Superintendent Anthony Parker said the proposal could save the district about $1.1 million on 16 new school buses.
Under the plan, Clayton-area school buses would run three routes each morning and afternoon, instead of two, Deputy Superintendent Ed Croom said. To do so, the district would stagger bell schedules further apart. Currently, most area high schools and middle schools operate between about 7:30 a.m. and 2:30 p.m., and most elementary schools run from about 8:30 a.m. to 3:30 p.m.
The new hours are still being tweaked, Croom said Monday, but could be approximately:
* 7 a.m. to 2 p.m. for high schools.
* 7:50 a.m. to 2:50 p.m. for middle schools.
* 8:40 a.m. to 3:40 p.m. for elementary schools.
Parker began talking to principals about possible changes last week, proposing an elementary schools start time of about 9 a.m. A few principals shared the information with some parents.
School board member Donna White said she was immediately flooded with e-mail and calls from upset parents. Some voiced concern about kindergartners getting off buses after dark. Others expressed worry about having to scramble to find early day care.
"What's really bothered most parents is the extremely short notice," said Lea Boumenot, chair of the East Clayton Elementary advisory board.
White said she fears an increase in dropout rates among high school students.
"It's alarming to the school board," White added, "for this kind of notice to be given to the public without our awareness and input."

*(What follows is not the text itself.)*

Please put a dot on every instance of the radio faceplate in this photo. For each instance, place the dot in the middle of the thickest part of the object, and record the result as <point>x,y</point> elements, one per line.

If approved at the school board's Aug. 14 meeting, the changes would take effect on the first day of school, Aug. 27. It would affect seven schools: Clayton High, Clayton Middle, Riverwood Middle, Cooper Elementary, East Clayton Elementary, West Clayton Elementary and Riverwood Elementary. The plan would likely roll-out to the Cleveland area the next year, and the rest of the county the following year, Croom said. Other high-growth school systems such as Wake County already have three-tiered bus routes.
Parker said although county commissioners earmarked money for new buses, he has no choice but to make cuts somewhere. The district faces a $2 million gap between what it needs and current funding, he said.
Jerry Smith, principal of Clayton High School, said he sees some advantages to the proposed change, such as student athletes missing less school for early meets or tournaments. But it will be a race, he said, to adjust staffing and school lunches to the new schedule.
If the changes stick, Smith said he hopes to add a fifth period next semester for students with their own transportation who want to sleep in and start school later.